Здравствуй, дочь!
Шрифт:
В голове пронеслись воспоминания о первых встречах с дочерью. О том, как не знал, не умел найти к ней подход. Как не представлял, как оправдаться за годы, когда меня не было. И вот теперь - снова… Вероятно, Лера подумает, что я ее не люблю. От этой мысли с отчаянием крепче вцепился в руль, чтобы удержаться от желания повернуть обратно. Больше всего на свете я не хотел, чтобы Лера думала подобное - что я так и не полюбил ее. Потому что именно из любви к ней убегал сейчас, чтобы, как смертельно больной пес сдохнуть подальше от дома и людей, которые были дороги. Но ребенку невозможно
Добравшись до старого деревенского дома, который выкупил в свое время по первому попавшемуся объявлению, я попытался свободно вдохнуть. Когда-то тишина и свежий, с оттенками деревенской жизни, воздух меня успокаивали. Но не теперь.

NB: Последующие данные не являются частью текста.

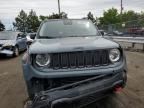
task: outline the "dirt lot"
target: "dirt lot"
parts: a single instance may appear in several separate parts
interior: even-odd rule
[[[126,55],[127,87],[86,108],[144,108],[144,53],[126,52]],[[27,99],[21,57],[0,57],[0,108],[23,108]]]

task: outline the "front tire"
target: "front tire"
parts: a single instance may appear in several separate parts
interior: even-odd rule
[[[19,48],[18,48],[17,46],[14,47],[13,56],[14,56],[14,57],[19,56]]]

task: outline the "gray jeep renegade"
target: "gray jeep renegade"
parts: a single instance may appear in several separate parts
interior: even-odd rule
[[[83,106],[124,88],[127,79],[121,46],[86,19],[45,20],[22,64],[34,108]]]

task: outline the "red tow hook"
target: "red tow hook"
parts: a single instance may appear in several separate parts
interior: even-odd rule
[[[123,90],[123,88],[121,87],[121,86],[115,86],[114,87],[114,92],[115,93],[119,93],[119,92],[121,92]]]

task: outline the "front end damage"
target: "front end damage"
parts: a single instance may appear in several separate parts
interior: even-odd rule
[[[98,75],[36,94],[27,108],[80,108],[124,87],[126,73]]]

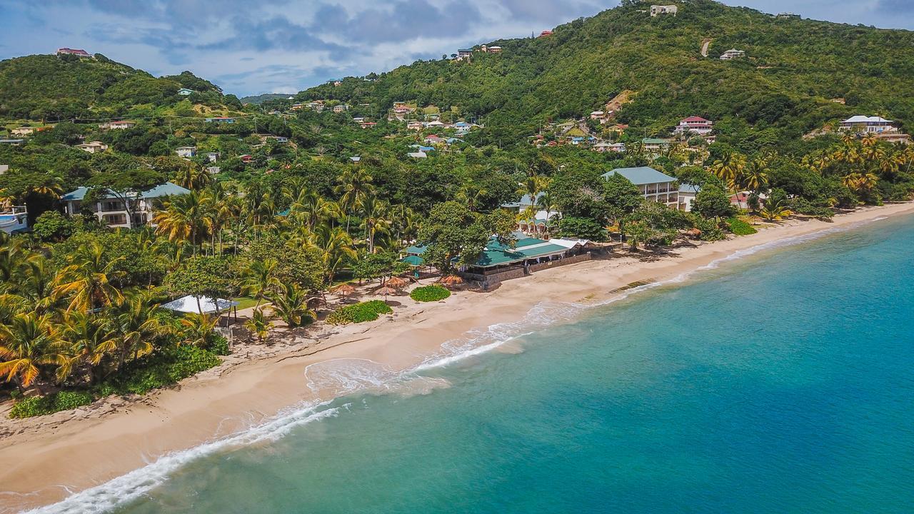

Я устало опустился на старое крыльцо, жалобно скрипнувшее под весом моего тела. Вспомнилось, как впервые встретился здесь с Эммой Крамольской. Погрузившись в ее проблемы, я понял вдруг, что сам от этого будто бы ожил. Воображал, что могу что-то искупить, начав помогать другим. Наверно, Эм была права - я никогда при этом не позволял помочь себе самому. Но никто и не смог бы этого сделать. Мы все безнадежно одиноки в своих кошмарах.
Я прислушался к себе. Демоны молчали. И от этой пустоты было еще более жутко и невыносимо.
Я по привычке достал телефон, но тут же вспомнил, что отключил его. Наверняка там скопились уже сотни неполученных звонков. Сотни вопросов, на которые у меня не было ответов.
Похоже, не оставалось ничего иного, как закинуться снотворным и надеяться, что погружусь в сон, лишенный всяких сновидений.
Раньше меня спасала физическая работа. Я мог, как одержимый, колоть дрова или копать огород в те минуты, когда не знал куда деваться от свербящих разум воспоминаний. И от того, что все они ходили по кругу, не переступая черты, за которой крылся ответ на самый страшный вопрос.
Но сейчас я не чувствовал в себе сил ни на что. Поэтому, затопив старую печь, принял таблетки и устало смежил веки, ища спасения в сонном забытье.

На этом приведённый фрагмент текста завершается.